Think of the graph of:

\(\displaystyle y=\tan(x)\)

Where is the curve going as we approach \(\displaystyle x=\frac{\pi}{2}\) from the right side?

 

[thereidisanceman]

oh, -\infty from the right

 

[MarkFL]

oh, -\infty from the right

Yes, and so what is $e$ raised to this power?

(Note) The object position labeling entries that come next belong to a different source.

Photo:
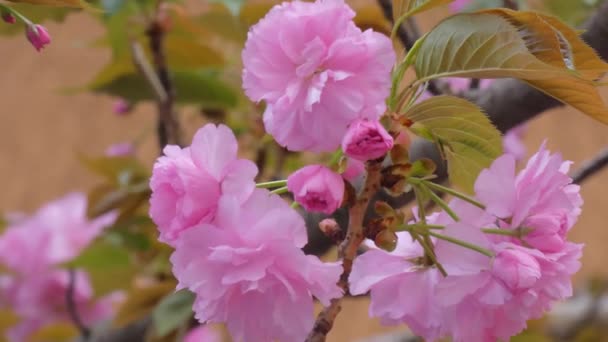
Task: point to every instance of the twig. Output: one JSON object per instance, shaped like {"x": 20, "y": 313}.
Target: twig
{"x": 168, "y": 129}
{"x": 590, "y": 167}
{"x": 407, "y": 37}
{"x": 347, "y": 251}
{"x": 85, "y": 332}
{"x": 511, "y": 4}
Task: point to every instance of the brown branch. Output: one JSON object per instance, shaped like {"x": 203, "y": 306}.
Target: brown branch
{"x": 347, "y": 251}
{"x": 168, "y": 128}
{"x": 590, "y": 167}
{"x": 72, "y": 309}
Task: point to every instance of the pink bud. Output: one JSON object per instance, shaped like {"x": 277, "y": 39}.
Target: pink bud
{"x": 8, "y": 18}
{"x": 122, "y": 107}
{"x": 366, "y": 140}
{"x": 120, "y": 150}
{"x": 317, "y": 188}
{"x": 517, "y": 268}
{"x": 38, "y": 36}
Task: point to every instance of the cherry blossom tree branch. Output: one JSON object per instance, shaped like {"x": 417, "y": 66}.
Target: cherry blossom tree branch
{"x": 85, "y": 332}
{"x": 507, "y": 102}
{"x": 347, "y": 251}
{"x": 168, "y": 129}
{"x": 591, "y": 167}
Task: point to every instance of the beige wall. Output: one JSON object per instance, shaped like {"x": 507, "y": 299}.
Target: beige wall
{"x": 41, "y": 129}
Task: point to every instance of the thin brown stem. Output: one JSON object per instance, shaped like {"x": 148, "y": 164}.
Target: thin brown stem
{"x": 85, "y": 332}
{"x": 168, "y": 129}
{"x": 347, "y": 251}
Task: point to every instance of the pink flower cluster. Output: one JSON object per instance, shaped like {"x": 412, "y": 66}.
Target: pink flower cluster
{"x": 483, "y": 298}
{"x": 319, "y": 74}
{"x": 237, "y": 248}
{"x": 32, "y": 247}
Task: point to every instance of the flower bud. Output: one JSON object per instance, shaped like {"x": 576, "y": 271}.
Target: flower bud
{"x": 38, "y": 36}
{"x": 317, "y": 188}
{"x": 8, "y": 18}
{"x": 366, "y": 140}
{"x": 386, "y": 240}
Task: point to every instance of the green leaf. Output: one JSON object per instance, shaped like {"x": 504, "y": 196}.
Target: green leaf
{"x": 101, "y": 255}
{"x": 59, "y": 3}
{"x": 172, "y": 312}
{"x": 465, "y": 135}
{"x": 478, "y": 45}
{"x": 141, "y": 301}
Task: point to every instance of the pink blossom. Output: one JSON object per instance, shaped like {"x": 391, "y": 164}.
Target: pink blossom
{"x": 124, "y": 149}
{"x": 354, "y": 169}
{"x": 540, "y": 199}
{"x": 366, "y": 140}
{"x": 317, "y": 188}
{"x": 247, "y": 270}
{"x": 38, "y": 36}
{"x": 316, "y": 71}
{"x": 401, "y": 290}
{"x": 187, "y": 183}
{"x": 203, "y": 333}
{"x": 56, "y": 233}
{"x": 122, "y": 107}
{"x": 8, "y": 18}
{"x": 40, "y": 300}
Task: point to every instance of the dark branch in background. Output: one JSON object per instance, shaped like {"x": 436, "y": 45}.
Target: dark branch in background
{"x": 85, "y": 332}
{"x": 507, "y": 102}
{"x": 408, "y": 34}
{"x": 590, "y": 167}
{"x": 168, "y": 128}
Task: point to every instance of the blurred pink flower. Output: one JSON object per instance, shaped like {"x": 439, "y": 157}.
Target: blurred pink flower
{"x": 512, "y": 144}
{"x": 459, "y": 5}
{"x": 247, "y": 270}
{"x": 317, "y": 188}
{"x": 540, "y": 199}
{"x": 354, "y": 169}
{"x": 8, "y": 18}
{"x": 366, "y": 140}
{"x": 38, "y": 36}
{"x": 401, "y": 291}
{"x": 56, "y": 233}
{"x": 316, "y": 71}
{"x": 203, "y": 333}
{"x": 122, "y": 107}
{"x": 187, "y": 183}
{"x": 40, "y": 300}
{"x": 124, "y": 149}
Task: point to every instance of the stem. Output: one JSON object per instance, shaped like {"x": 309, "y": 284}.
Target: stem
{"x": 454, "y": 193}
{"x": 280, "y": 191}
{"x": 347, "y": 251}
{"x": 441, "y": 203}
{"x": 273, "y": 184}
{"x": 16, "y": 14}
{"x": 497, "y": 231}
{"x": 464, "y": 244}
{"x": 169, "y": 131}
{"x": 85, "y": 332}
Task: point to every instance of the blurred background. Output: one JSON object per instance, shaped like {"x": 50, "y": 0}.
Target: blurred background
{"x": 45, "y": 122}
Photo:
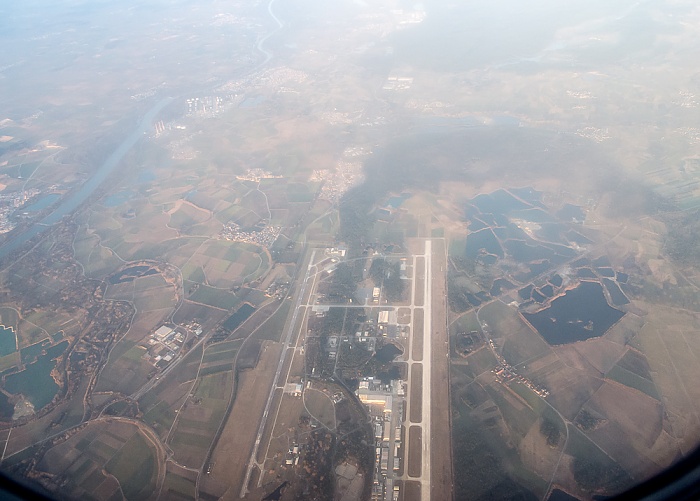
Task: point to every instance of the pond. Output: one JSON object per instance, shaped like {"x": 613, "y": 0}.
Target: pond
{"x": 582, "y": 313}
{"x": 8, "y": 341}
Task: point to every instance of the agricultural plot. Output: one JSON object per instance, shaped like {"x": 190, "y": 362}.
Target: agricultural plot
{"x": 160, "y": 403}
{"x": 100, "y": 454}
{"x": 199, "y": 418}
{"x": 224, "y": 264}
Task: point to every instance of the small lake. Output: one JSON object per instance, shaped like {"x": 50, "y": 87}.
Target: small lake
{"x": 42, "y": 203}
{"x": 35, "y": 381}
{"x": 582, "y": 313}
{"x": 8, "y": 341}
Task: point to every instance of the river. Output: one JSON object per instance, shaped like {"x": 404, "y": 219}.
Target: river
{"x": 74, "y": 200}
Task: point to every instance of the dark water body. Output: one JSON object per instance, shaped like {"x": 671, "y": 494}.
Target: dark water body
{"x": 577, "y": 238}
{"x": 586, "y": 273}
{"x": 146, "y": 176}
{"x": 42, "y": 203}
{"x": 35, "y": 382}
{"x": 580, "y": 314}
{"x": 606, "y": 272}
{"x": 499, "y": 286}
{"x": 498, "y": 202}
{"x": 239, "y": 317}
{"x": 522, "y": 252}
{"x": 74, "y": 200}
{"x": 30, "y": 353}
{"x": 616, "y": 295}
{"x": 558, "y": 495}
{"x": 117, "y": 199}
{"x": 476, "y": 224}
{"x": 251, "y": 102}
{"x": 571, "y": 213}
{"x": 8, "y": 341}
{"x": 6, "y": 408}
{"x": 132, "y": 273}
{"x": 551, "y": 232}
{"x": 533, "y": 215}
{"x": 483, "y": 239}
{"x": 526, "y": 292}
{"x": 529, "y": 195}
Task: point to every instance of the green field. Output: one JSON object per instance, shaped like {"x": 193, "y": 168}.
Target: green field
{"x": 632, "y": 380}
{"x": 214, "y": 297}
{"x": 134, "y": 466}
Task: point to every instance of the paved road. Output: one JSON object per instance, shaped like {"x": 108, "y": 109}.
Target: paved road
{"x": 276, "y": 381}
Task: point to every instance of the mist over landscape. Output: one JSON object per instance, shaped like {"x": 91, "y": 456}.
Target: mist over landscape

Note: to get your $\LaTeX$ code to parse correctly, wrap it in the MATH tags. Click the \(\displaystyle \sum\) button on our toolbar, and then place your code in between the generated tags. :D

 

[thereidisanceman]

0?

\(\displaystyle \sin\left({\lim_{{}\to{a}}}\right)\)
(not related)

 

[MarkFL]

Yes, because:

\(\displaystyle \lim_{x\to-\infty}e^x=0\) :D

 

[thereidisanceman]

Oh coolio, thanks!

 

[Ackbach]

Also, if you right-click on any correctly displaying $\LaTeX$ math, choose Show Math As -> TeX Commands, you will see what someone typed into get a particular output. You can also use single-dollar signs to enclose displayed math, like this: $\int_{-\infty}^{\infty}e^{-x^2} \, dx=\sqrt{\pi}$, which I typed up using

$\int_{-\infty}^{\infty}e^{-x^2} \, dx=\sqrt{\pi}$,

or you can use double-dollar signs to get a displayed equation like this:

$$\int_{-\infty}^{\infty}e^{-x^2} \, dx=\sqrt{\pi},$$ which I typed up using

$$\int_{-\infty}^{\infty}e^{-x^2} \, dx=\sqrt{\pi}.$$

Notice the difference in size of the various symbols.

 

[Greg]

$$\lim_{x\to\frac{\pi}{2}^+}e^{\tan(x)}$$Over the interval $\left(\frac{\pi}{2},\pi\right]$ we have $e^{\tan(x)}=\frac{1}{e^{|\tan(x)|}}$, hence$$\lim_{x\to\frac{\pi}{2}^+}e^{\tan(x)}=\lim_{x\to\frac{\pi}{2}^+}\frac{1}{e^{|\tan(x)|}}=0$$

 

[Maged Saeed]

Also , you can see the graph of the function where (tanx = - infinity) when it approaches n(pi/2) or -n(pi\2), therefore the function will go to zero.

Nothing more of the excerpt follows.